「目的 > 手段」
2020年8月1日
■DXとは
前回は、ビジネスの世界において、コロナショックによってテレワークが急速に普及したことにより、特に営業に焦点を当てて、従来に比べると熱意行動力よりも情報分析力が重要視される傾向にあることを考察しました。今回は、そもそも論ではありますが、DXについて考察して参ります。DXとは、デジタルトランスフォーメーションの略語で、「デジタル技術とデータの活用が進むことによって、社会・産業・生活のあり方が根本から革命的に変わること。また、その革新に向けて産業・組織・個人が大転換を図ること。」と定義され、インターネットを活用して仕事のやり方を変えて行こうということは理解できても、分かったようで、よく分からないのが本音であります。
■DXは手段
経団連の提言によると、「デジタルやデータによる変化はテクノロジーの変化ではなく、社会基盤や文化そのものが大きく変化。社会の価値基準や物差しが変わる。DXは、デジタル技術を用いた単純な改善・省人化・自動化・効率化・最適化にはとどまらない。社会の根本的な変化に対して、時に既成概念の破壊を伴いながら新たな価値を創出するための改革がDX。DXはITシステム改修の話にとどまらず、社会やビジネスの根幹を揺るがす問題。企業が、経営の最重要課題として積極的・自主的に取り組むべきもの。」とされ、狩猟、農耕、工業、情報に次ぐ創造社会(Society 5.0)と位置付けられており、DXはかなり奥が深いものだと感じます。
■DXの目的
社会の価値基準や物差しが変わってしまうSociety 5.0での産業構造は、大企業を頂点とするピラミッド型の構造から、協創型のフラットな構造へと転換すると予測され、企業と社員との関係も大きく変わることになりそうです。人・物・金の重要性は変わらないものの、時間・情報・ノウハウといった無形価値の相対的重要性が増していくことでしょう。つまり、DXを手段として、道具として、フルに活用し、今までになかったビジネスモデルの構築や今までできなかったビジネスプロセスの革新を実現することが目的となります。しかしコロナ前からDXは経営課題にあがっているものの、DXを目的としてとらえることが多いのが実情との報道もあります。
■DXの実現
DXがなかなか進まない原因の一つとして、日本企業のDX解釈が「AIやIoTなど先端のデジタル技術を活用して、何かを行うこと」と誤解されているという話があります。「DXって何ができるか分からないのに、何をやりたいのかなんて分からない」ということらしいです。また、何でもかんでも他社事例を求める日本的風潮も問題です。海外では「どこもやったことのない新しいアイデアを一緒に考えて欲しい」と言われるのとは大違いだとの笑い話もあるようです。

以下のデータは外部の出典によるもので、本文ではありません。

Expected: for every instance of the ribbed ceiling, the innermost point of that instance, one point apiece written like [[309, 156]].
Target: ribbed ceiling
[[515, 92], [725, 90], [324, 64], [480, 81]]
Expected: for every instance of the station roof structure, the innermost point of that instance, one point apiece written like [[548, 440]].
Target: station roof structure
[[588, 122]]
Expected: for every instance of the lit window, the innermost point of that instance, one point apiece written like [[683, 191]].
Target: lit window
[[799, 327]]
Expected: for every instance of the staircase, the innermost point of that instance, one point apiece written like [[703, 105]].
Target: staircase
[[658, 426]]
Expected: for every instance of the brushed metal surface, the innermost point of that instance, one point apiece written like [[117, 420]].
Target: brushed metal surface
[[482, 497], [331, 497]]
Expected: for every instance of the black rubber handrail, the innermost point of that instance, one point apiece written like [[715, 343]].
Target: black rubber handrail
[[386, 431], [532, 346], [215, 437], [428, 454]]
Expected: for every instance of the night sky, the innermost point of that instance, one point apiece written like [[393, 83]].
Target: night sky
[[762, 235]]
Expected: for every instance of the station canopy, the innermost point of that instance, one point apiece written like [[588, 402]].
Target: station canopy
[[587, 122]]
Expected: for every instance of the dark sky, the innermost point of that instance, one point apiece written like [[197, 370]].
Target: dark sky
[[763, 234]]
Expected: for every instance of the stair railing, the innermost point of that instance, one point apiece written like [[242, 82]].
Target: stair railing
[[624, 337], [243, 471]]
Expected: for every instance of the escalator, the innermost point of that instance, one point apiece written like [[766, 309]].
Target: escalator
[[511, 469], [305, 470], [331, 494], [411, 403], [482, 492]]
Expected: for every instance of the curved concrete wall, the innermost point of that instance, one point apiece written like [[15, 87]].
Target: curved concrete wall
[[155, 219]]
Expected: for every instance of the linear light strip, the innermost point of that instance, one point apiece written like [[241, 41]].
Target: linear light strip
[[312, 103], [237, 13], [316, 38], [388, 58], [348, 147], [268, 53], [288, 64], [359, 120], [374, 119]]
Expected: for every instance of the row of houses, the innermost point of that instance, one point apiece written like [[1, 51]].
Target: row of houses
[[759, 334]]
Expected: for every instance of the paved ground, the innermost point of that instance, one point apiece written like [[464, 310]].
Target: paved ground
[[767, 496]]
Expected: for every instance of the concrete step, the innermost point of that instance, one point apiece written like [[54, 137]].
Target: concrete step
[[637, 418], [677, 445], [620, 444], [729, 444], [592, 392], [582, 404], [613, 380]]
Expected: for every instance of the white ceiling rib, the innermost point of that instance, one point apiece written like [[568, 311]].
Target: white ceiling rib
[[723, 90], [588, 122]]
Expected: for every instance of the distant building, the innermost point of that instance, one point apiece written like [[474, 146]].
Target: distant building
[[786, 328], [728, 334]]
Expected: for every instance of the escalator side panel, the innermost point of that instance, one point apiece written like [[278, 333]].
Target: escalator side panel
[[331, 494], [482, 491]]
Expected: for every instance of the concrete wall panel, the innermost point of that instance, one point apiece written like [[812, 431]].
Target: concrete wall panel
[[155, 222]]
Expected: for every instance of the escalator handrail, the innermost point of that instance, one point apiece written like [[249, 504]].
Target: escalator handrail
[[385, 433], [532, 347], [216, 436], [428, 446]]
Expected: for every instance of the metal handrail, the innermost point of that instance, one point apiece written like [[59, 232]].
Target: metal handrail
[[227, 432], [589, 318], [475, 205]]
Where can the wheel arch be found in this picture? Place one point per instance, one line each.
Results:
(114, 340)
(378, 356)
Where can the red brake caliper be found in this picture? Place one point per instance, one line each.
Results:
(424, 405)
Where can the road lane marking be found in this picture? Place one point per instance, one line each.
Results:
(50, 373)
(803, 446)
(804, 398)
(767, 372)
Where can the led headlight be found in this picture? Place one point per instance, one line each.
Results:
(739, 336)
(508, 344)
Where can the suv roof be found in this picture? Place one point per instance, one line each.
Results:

それと、何を行うかを現場に押し付けているという話もあります。もちろんすべての企業ではないでしょうが、これでは我が国のDXが遅れていると言われる所以がよく分かるエピソードです。
■DXごっこ
都立大院松田教授によると、陳腐化したビジネスモデル、撤退しきれない不採算事業、隠れた負債の存在、ひた隠しにする減損損失の懸念などを断ち切って、遅れに遅れて名前だけDXに変わったITの推進に取り組む必要性を指摘しています。特にDXというならば、「少なくとも製品やサービス、ビジネスモデルを一変させて将来の競争優位を勝ち取る、事業に直結した戦略でなければなるまい」とし、「実際に検討されている内容はどうか。脆弱なITインフラの補強や、非効率なアナログプロセスの見直しだけ」でお茶を濁しているようなら「DXごっこ」と称されると警鐘を鳴らします。現場丸投げではなく、経営レベルでDXの定義と目的を明確にして進めなければなりません。
■DXの目標
DXによる社会的変革、経営的変革は必須であることは理解できました。これらは長期的視点で取り組む必要があります。同時に、いますぐにでもできること、DXの短期的視点(目標)も必要です。コロナを機に身近になったテレワークで考えてみます。外出の自粛が要請されるなかで、会社に出向くことは、感染リスクの観点から避けた方がいいのですが、出社しなければできない仕事が残存することは変えられる可能性があります。仕事をテレワーク仕様に変えていくことを目標とします。各種資料を電子化し、利用システムのクラウド化による共有化、手書きなし、判子なしの体制はとることができます。さらに入力レスになればDX化の第一歩が実現することでしょう。
■リープフロッグ
ショックとは「大きな不連続」だと言われますが、コロナ前のDXとコロナ後のDXでは、企業のとらえ方が大きく変わりました。DXを目的としていては新しい価値の創造にはなりません。一方で、コロナを境に、今までDXとは縁がなかったような業種・業態・企業でも、一気にDXシフトすることにより、リープフロッグ的発展をすることも可能となります。逆に時代の大きな変革を読み切れずに衰退に向かうこともあり得ます。フラットな産業構造とは、資本や資源の厚みだけでは生き延びていけなくなる社会なのです。それまでの権威や権力が意外にも簡単に崩れていった歴史を教訓とすべきだとコロナが示唆していることに気づく時なのかもしれません。